Design Bits IV

Fortune Cookie

  • “It’s through mistakes that you actually can grow.  You have to get bad in order to get good.”  -Paula Scher
  • “Without contrast, you’re dead.” – Paul Rand
  • “Imitate. Don’t be shy about it. Try to get as close as you can. You’ll never get all the way, and the separation might be truly remarkable.” – Bruce Mau


Design Bits III

Fortune Cookie

These are a few more Design Bits that I pulled from older sketchbooks.

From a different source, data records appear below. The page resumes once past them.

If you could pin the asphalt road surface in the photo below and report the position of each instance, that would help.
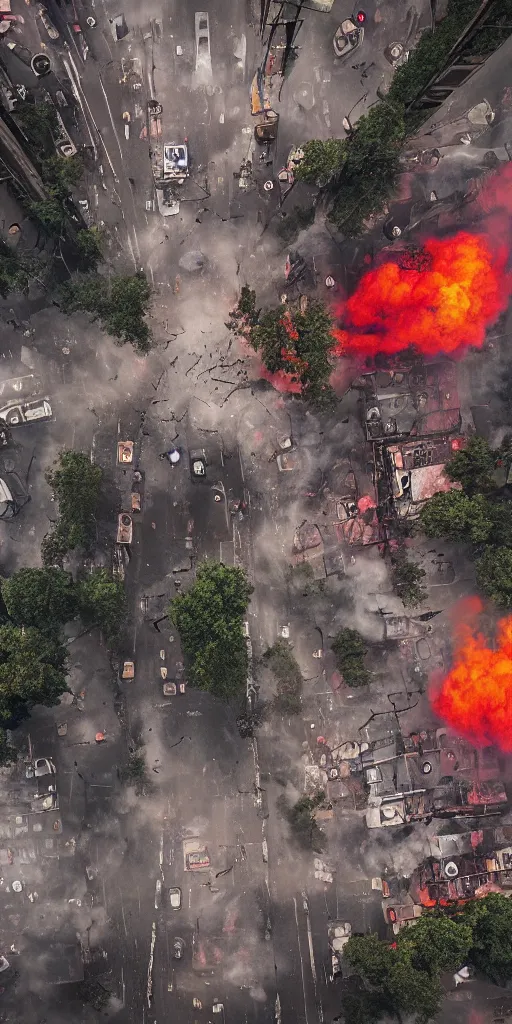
(254, 921)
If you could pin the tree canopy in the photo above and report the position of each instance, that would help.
(101, 600)
(322, 161)
(209, 619)
(436, 943)
(32, 670)
(298, 342)
(494, 573)
(76, 482)
(407, 578)
(458, 517)
(41, 597)
(407, 976)
(349, 650)
(359, 173)
(303, 823)
(473, 466)
(121, 303)
(14, 272)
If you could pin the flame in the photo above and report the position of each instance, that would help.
(446, 305)
(475, 697)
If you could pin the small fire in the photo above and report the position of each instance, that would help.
(443, 306)
(475, 697)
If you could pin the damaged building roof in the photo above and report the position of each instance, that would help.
(451, 778)
(412, 472)
(418, 400)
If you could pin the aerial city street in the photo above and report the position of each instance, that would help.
(256, 504)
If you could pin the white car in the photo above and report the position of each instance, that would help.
(158, 893)
(338, 933)
(43, 766)
(30, 412)
(175, 897)
(203, 56)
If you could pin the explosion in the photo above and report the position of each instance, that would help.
(475, 697)
(442, 306)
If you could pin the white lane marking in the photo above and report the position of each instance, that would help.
(112, 118)
(150, 966)
(301, 962)
(76, 93)
(103, 143)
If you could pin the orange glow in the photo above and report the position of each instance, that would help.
(445, 306)
(475, 697)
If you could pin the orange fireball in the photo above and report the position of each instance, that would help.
(475, 697)
(442, 307)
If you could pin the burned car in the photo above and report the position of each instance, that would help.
(28, 412)
(347, 38)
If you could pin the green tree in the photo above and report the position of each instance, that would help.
(101, 601)
(76, 482)
(288, 677)
(349, 650)
(14, 274)
(44, 598)
(494, 574)
(403, 988)
(209, 619)
(303, 822)
(90, 248)
(473, 467)
(296, 342)
(372, 958)
(371, 168)
(322, 161)
(458, 517)
(313, 347)
(121, 303)
(32, 670)
(491, 921)
(436, 943)
(407, 578)
(8, 755)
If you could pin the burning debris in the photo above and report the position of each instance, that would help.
(440, 307)
(476, 695)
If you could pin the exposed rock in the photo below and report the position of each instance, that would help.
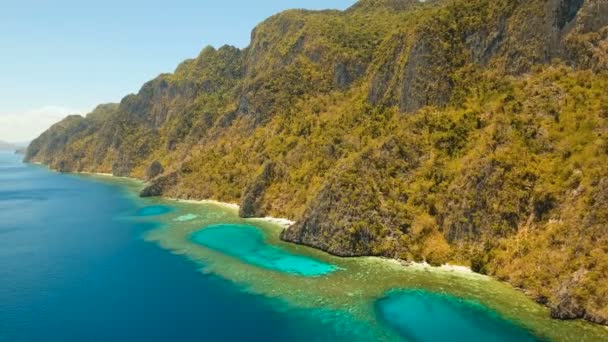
(159, 185)
(566, 304)
(154, 170)
(251, 204)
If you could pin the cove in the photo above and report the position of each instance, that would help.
(420, 315)
(247, 244)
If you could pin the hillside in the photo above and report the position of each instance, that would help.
(5, 146)
(464, 131)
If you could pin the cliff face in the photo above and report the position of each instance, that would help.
(449, 131)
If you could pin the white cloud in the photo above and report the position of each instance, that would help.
(25, 126)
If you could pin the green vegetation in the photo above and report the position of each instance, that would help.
(471, 132)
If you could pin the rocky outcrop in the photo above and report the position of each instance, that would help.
(567, 305)
(154, 170)
(160, 185)
(252, 202)
(465, 130)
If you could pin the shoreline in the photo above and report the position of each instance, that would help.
(459, 270)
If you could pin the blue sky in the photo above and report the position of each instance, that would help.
(64, 56)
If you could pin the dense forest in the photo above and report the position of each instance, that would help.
(472, 132)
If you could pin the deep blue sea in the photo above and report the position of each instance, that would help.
(73, 267)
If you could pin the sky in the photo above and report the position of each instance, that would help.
(65, 56)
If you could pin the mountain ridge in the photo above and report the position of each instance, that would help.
(448, 131)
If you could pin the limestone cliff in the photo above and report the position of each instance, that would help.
(467, 131)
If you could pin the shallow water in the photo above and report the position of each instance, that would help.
(79, 260)
(453, 319)
(247, 244)
(154, 210)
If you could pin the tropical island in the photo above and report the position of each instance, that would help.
(467, 132)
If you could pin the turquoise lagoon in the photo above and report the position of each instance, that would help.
(423, 316)
(247, 244)
(217, 277)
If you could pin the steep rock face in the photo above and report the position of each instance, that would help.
(251, 204)
(466, 131)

  • “Simplicity is the ultimate sophistication.”  -Leonardo Da Vinci
  • Your sketchbook should be full of risks taken.  Even failures can result in successes later.
  • Let your work be stolen.  Think of stealing, in the beginning, as anonymous distribution.
  • Bonus: Don’t allow others to profit from your work without receiving compensation (e.g. money, good feelings, gold, etc…)

The last two directly conflict with one another.  When I say steal, I mean allow for your work to be distributed by anyone via social media, email, etc… Let people print their own copies or draw things similar to your creation because it all comes back to you in the end.  In contrast, do not let someone steal your work for the cover of their book and no expect to pay you for your work.


Design Bits II

Fortune Cookie

The second installment of Design Bits is here.

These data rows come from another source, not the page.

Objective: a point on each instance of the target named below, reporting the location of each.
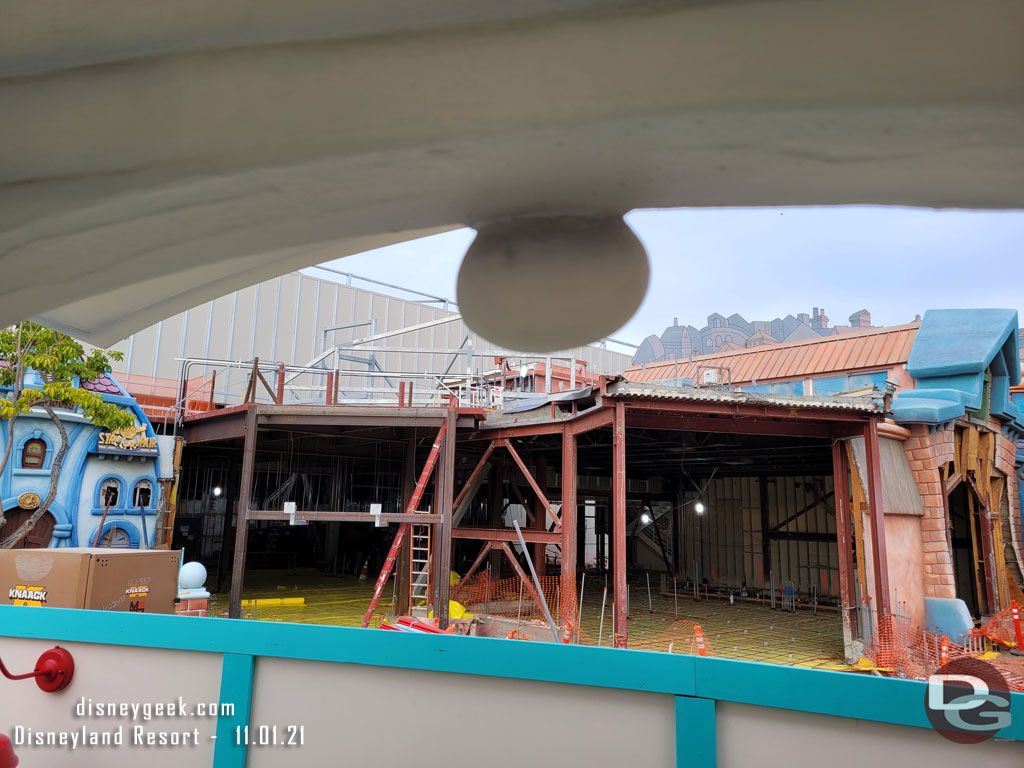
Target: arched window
(34, 454)
(141, 495)
(110, 493)
(117, 538)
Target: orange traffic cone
(698, 639)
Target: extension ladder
(420, 556)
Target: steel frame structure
(547, 523)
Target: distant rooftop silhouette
(723, 334)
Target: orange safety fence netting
(514, 598)
(911, 652)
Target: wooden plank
(857, 511)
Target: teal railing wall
(696, 682)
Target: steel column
(568, 511)
(541, 515)
(442, 540)
(875, 506)
(765, 532)
(844, 535)
(245, 498)
(619, 520)
(529, 478)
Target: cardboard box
(128, 580)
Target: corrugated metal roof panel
(653, 391)
(873, 348)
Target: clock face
(29, 501)
(116, 538)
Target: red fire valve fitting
(7, 757)
(53, 672)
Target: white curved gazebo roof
(154, 156)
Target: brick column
(1006, 457)
(927, 451)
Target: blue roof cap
(966, 341)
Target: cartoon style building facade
(102, 471)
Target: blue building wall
(77, 510)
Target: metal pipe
(537, 582)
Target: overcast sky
(764, 263)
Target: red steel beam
(592, 420)
(740, 410)
(242, 526)
(687, 423)
(875, 506)
(529, 478)
(540, 516)
(527, 583)
(414, 502)
(441, 543)
(568, 511)
(524, 430)
(472, 475)
(472, 568)
(506, 535)
(619, 521)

  • When you stop smiling it’s time to move on.  (This Bit is brought to you from my Graphic Design Professor, Jim Bryant)
  • Pick what to say and say it as clearly as possible.
  • “Computers are to design what microwaves are to cooking.” – Milton Glaser

Design Bits


This is a collection of Design Bits.  They are kind of like little words of design wisdom; what you would find in a design fortune cookie.  It’s something I’d like to offer weekly and, maybe, even design these gems into a nice poster.  Here’s a couple to get us started:

  • Design can be changed at any point during the process.  No design is ever set in stone.
  • We’re looking for artistic solutions to the problems we are given.  Unlike math, there is always more than one right answer.
  • If you wouldn’t put your own name on a project, why would the person you’re representing want to put theirs on it.

These are mostly thoughts I’ve collected so the quotation doesn’t need to be exact when we attempt to turn these into posters.